Normally as you run through these options you hit on the problem file and you will advance to the Step 2

Step 2 – What’s Happening on the Web Server/Dispatcher

The goal at this step is determine whether or not the web server/Dispatcher is the source of the problem. The questions to ask will vary a little based on whether what the problem you have (404 vs. wrong mime type) but generally it’s one of these questions

  1. Is the request getting to the web server at all or is getting misdirected above the web server by another layer?
  2. Is the request getting to Dispatcher or is the web server configuration somehow misdirecting the request?
  3. Is Dispatcher serving the item from cache or sending the request back to publish?
  4. Do you get different behavior when the item is server from cache vs. when Dispatcher sends the request back to a publish server.
  5. Is the URL that Dispatcher is trying to resolve the correct URL (if you have rewrite logic is it getting properly applied,  is it being rewritten when it should not be, did it get mangled somewhere along the way)?

In order to answer these questions there are generally a few places to look:

  1. Web server’s access.log or error logs.
  2. Dispatcher .log – ideally you should turn up the logging on this to get more information but in production that may be a last resort – however sometimes it may be the only option.
  3. Publish server request.log or access.log – if you can’t turn up the logging at the Dispatcher level these can sometimes give you the information you are looking for, although in production where you have more than one publish server it can be difficult.

At this point if you determine that the web server/Dispatcher is the problem it is normally either an issue with filter rules in Dispatcher .any, stale cache, or a problem in the web server that is either changing, or failing to change the URL, or an issue with web server not forwarding the request to Dispatcher for handling.

If however you determine that request is getting to the web server/Dispatcher and being sent back to the publish server then you are onto Step 3.

Step 3 – What’s Happening on the Publish Server

Generally if you get to this point you have a fairly straightforward problem to solve (and generally the issue was it works in author and not in publish).
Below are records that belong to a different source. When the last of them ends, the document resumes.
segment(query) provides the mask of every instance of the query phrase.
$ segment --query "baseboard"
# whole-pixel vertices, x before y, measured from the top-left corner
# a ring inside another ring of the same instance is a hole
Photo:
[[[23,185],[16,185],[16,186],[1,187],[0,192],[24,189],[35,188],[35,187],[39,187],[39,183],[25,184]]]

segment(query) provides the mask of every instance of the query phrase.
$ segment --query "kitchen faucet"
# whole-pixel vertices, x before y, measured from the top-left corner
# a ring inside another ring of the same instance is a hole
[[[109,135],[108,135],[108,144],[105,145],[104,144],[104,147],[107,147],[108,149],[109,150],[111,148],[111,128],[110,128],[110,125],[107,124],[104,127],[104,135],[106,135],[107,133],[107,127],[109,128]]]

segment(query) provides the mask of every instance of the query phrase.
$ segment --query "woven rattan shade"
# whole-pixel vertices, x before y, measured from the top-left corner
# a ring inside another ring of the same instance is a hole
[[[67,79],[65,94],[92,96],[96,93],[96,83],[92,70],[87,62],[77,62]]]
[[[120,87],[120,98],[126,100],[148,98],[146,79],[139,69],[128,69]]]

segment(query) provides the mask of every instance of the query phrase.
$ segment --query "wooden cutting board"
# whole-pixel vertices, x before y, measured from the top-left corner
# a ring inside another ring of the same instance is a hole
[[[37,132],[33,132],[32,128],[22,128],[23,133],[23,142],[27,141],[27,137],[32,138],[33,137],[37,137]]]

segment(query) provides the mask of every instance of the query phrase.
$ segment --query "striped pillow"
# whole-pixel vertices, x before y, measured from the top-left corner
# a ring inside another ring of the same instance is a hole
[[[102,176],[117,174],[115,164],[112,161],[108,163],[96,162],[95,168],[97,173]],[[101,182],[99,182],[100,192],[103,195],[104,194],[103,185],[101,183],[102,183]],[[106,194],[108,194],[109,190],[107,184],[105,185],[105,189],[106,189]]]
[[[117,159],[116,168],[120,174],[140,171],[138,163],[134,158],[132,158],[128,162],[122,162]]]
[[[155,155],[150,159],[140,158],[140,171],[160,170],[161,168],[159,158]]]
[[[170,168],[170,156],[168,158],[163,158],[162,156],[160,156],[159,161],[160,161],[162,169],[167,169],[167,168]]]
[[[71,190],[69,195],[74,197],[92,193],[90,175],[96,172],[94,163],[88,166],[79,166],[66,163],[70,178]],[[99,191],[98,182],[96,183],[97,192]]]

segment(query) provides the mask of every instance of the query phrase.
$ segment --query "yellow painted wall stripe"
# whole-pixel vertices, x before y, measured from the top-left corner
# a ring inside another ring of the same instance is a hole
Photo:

The questions you are looking at are:

  • If it’s a 404 why – does the node not exist in the publish server or is the URL wrong for some reason or do you have some sort security issue.
  • If it’s a 403 error why – the common one here beyond just misconfigured security permissions is the Sling Servlet Referrer filter setting (which can block things like post requests that don’t come from a white listed domain).
  • If it’s 500 – read the error logs – this is really important in all the questions – if you stumped always read the error logs.

Cutting to the Chase

That’s a pretty extensive list, and once you have gone through it a time or two you start to develop some short cuts to identifying the problem layer which is good. I usually try tto bracket the problem before I start digging:

  • Do I get the same results when I hit the web server vs. hitting 4503 directly?
  • Do I get the same results cached vs. uncached (usually by adding question mark)?
  • Do I get the same results when I request the file by itself vs. when it’s downloaded with the page?

The answer to one of those questions will usually point me to the right layer and reduce the steps. That said one thing to monitor is when you start spinning your wheels. While walking through that list methodically may seem like a waste of time it is usually worth doing once you start to spin your wheels and you aren’t making progress.